She shuddered, but kept moving forward, every step taking her further and further from the safety of the snowy bank. A few paces more and she’d be close enough to take Charlotte’s arm and guide her back, and she clung to that promise as the ice slid under her boots and tempted her to fall.
‘Charlotte?’
With her heart still beating like a drum Honora watched the girl turn, slowly as though in a dream and a hazy smile spreading across her face.
‘Honora, what are you doing here? Were you too hot as well?’
She stepped closer and Honora immediately slid an arm around Charlotte’s back, not wasting a single moment in guiding her towards solid ground. They could talk properly once off the ice, although the relief that wended its way through Honora as Charlotte allowed herself to be shepherded away was so strong she could have sighed out loud.
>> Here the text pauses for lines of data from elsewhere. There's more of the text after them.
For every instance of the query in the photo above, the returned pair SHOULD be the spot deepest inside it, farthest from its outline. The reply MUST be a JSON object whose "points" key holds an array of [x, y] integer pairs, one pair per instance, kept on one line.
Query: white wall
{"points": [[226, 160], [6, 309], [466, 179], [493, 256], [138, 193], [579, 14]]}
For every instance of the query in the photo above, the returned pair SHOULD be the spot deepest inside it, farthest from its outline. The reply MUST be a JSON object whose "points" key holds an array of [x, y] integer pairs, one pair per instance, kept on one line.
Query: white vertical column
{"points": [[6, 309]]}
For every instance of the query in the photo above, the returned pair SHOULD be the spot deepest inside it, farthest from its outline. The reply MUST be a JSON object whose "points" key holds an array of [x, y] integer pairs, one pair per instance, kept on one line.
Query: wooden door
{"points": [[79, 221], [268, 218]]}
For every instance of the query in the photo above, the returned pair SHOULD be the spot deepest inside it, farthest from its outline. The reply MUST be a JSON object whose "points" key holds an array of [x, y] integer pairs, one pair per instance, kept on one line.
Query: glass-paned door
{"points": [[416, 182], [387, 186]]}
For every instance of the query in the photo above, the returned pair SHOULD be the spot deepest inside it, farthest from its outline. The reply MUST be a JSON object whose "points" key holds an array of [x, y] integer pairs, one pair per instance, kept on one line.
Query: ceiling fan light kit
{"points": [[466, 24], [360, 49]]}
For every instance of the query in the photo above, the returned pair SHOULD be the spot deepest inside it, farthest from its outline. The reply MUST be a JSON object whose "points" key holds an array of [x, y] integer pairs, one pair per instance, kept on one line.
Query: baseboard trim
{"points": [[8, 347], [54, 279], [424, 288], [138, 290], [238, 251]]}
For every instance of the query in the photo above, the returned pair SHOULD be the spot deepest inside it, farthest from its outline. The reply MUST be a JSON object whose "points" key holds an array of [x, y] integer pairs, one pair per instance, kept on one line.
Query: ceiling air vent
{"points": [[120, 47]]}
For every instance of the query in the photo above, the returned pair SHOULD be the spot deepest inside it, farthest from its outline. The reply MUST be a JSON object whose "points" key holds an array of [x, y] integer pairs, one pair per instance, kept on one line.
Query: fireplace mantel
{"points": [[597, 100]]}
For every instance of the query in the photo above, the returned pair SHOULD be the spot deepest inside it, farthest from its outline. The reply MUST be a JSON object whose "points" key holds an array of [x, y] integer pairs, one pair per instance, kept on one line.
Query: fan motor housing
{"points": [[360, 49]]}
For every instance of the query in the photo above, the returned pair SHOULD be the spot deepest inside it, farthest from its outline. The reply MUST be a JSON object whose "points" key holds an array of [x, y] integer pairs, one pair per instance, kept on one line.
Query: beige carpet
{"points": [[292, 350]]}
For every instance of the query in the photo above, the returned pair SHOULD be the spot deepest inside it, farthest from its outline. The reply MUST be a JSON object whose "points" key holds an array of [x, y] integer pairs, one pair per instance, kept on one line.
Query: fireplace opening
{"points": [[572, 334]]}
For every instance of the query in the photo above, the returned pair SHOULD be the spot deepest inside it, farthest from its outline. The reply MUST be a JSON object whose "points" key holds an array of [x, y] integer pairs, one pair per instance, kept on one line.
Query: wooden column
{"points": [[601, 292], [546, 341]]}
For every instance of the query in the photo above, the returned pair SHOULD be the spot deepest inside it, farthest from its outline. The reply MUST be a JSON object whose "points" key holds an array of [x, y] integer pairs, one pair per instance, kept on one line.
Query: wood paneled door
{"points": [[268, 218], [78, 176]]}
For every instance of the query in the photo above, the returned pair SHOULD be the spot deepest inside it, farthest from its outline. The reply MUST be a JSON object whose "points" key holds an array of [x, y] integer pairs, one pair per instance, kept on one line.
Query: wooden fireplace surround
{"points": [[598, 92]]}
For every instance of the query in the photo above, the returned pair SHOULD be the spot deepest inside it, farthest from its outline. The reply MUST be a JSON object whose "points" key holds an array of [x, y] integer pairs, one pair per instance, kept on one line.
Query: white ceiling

Her heart still leapt, but she had firm hold of Charlotte, her arm tightly clamped against the sodden blanket, and as the bank grew nearer she felt some of the tension leave her frame. Isaac would be beside himself that his ward had been found unharmed and as she herded Charlotte gently up on to the snow-covered grass Honora was barely any less delighted herself. The girl was safe. Sweet, kind-hearted Charlotte was alive and, if she was strong enough to walk so far, she must be recovering at last from the ordeal of her labour, although the vague look in her eye and strange tone of her voice still suggested delirium that made Honora pause as Charlotte murmured something in her ear.
‘What was that? I couldn’t quite catch...’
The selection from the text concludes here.